Hello,
Tanya anda sangat sukar dijawab karena banyak sekali faktor yg mempengaruhinya.
Dimulai dari kebiasaan hidup serta pendidikan masa kecil, pola makan, pola tidur, pengaruh obat, faktor organ tubuh, dlsbnya yg masih snagat banyaknya, semunaya bisa mempengaruhi kehidupan, pola pemikiran, pola emosional dslbnya.
Jadi tydk sekedar jiwa terganggu atau faktor cinta yg membuat semuanya bisa menajdikan hal seperti yg anda sampikan tersebut.
Sifat dasar sesorg yg unique juga snagat mempengaruhi setiap hubungan, baik itu hubungan cinta, hubungan kerja atau interrelation sesama manusia.
Jadi sangat sukar utk menentukan analisa ttg teman anda tersebut, karena berbagai faktor harus di lihat n diperhatikan dg saksama.
Sebagai contoh:
Kondisi yg bengong:
Kondisi ini bisa dihasilkan dg berabagai kendala a/l:
Kurang istirahat, kurang tidur, kurang gizi, kurang bergerak, kurang makan, kurang minum, ada pengaruh bahan2 tertentu seperti formalidehida yg ada di cat tembok, kayu, plastik dlsbnya yg masih banyak lagi.
nah bila hal ini salah diinterpretasikan n diberikan obat penenang dg maksud agar bisa beristirahat dg baik, maka istirahatnya mungkin terpenuhi tetapi sebaliknya bila faktor racun formaldehida yg mempengaruhi, maka dg tidur justru akan semakin akumulasi.
Nah melihat berabagi ekdnal tadi tentu dibutuhkan kerja sama yg baik antara ybs dg yg akan mealkukan investigasi terhadap maslahnya bukan?
Lalu bila anda menagnjurkan ke psikiater misalnya, semntara ia tdk meras butuh karen faktor utama misalnya banyak hutang sehingga sulit utk memenuhi gizi, n kebutuhan lainya, maka ia akan bertambah tertekan bukan?

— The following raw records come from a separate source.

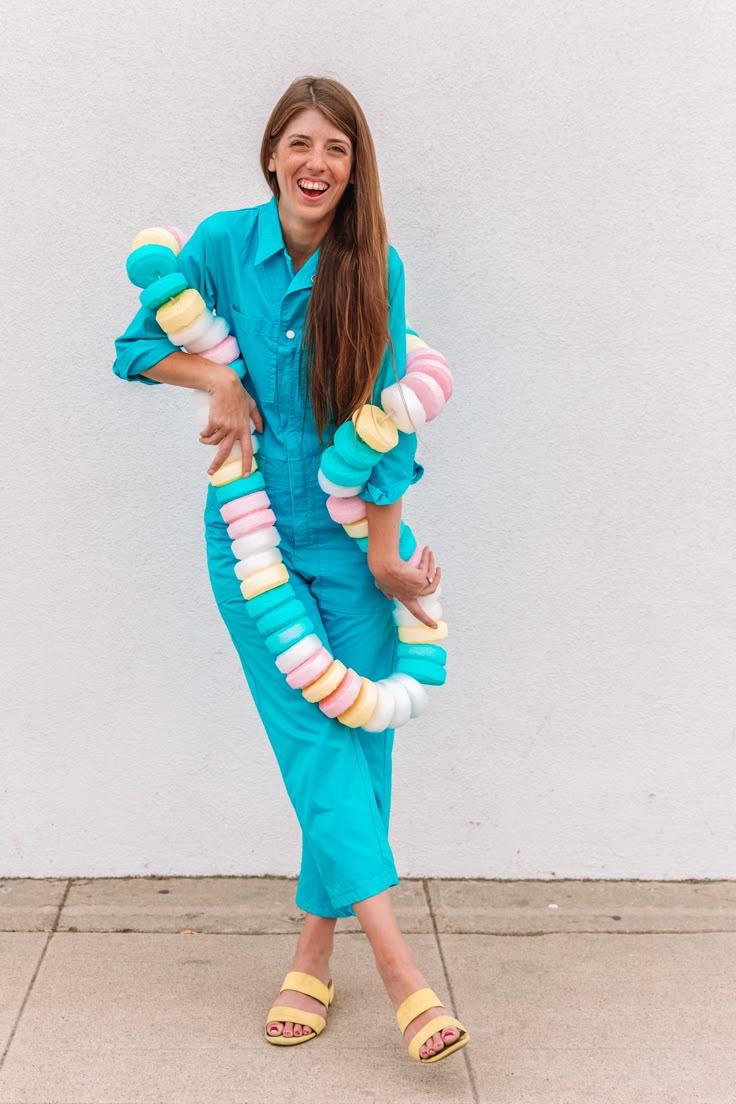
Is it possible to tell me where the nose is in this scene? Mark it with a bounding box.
[307,146,326,176]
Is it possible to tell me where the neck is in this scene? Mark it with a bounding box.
[278,203,334,272]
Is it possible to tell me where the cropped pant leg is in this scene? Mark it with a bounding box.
[204,491,399,916]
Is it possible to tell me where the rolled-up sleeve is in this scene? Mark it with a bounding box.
[113,216,215,383]
[360,245,424,506]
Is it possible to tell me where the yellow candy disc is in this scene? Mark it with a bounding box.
[338,676,378,729]
[130,226,179,256]
[398,622,447,644]
[301,659,348,701]
[210,456,258,487]
[342,518,367,538]
[353,403,398,453]
[406,333,429,352]
[241,563,289,599]
[156,287,207,333]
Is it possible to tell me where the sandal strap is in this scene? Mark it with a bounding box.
[266,1002,326,1034]
[279,969,330,1008]
[407,1005,465,1062]
[396,989,445,1034]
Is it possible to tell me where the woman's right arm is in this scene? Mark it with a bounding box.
[113,220,263,476]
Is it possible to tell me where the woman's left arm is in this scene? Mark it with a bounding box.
[360,246,440,628]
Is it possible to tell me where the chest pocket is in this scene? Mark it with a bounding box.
[231,307,278,403]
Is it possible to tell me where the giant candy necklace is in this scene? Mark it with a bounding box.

Jadi kalau anda cukup akrab dg ybs, barangkali bisa dimulai dg bertanya ttg kesulitan ybs, itu pun kalau ia mau membukanya?
Sementara hal cinta apakah itu yg menjadi permasalahan, juga perlu diamati dg lebih cermat, karena usia semakin tinggi, akan semakin juga berbagai pertimbangan di pikirkan, sejalan juga dg perubahan hormonal tubuh.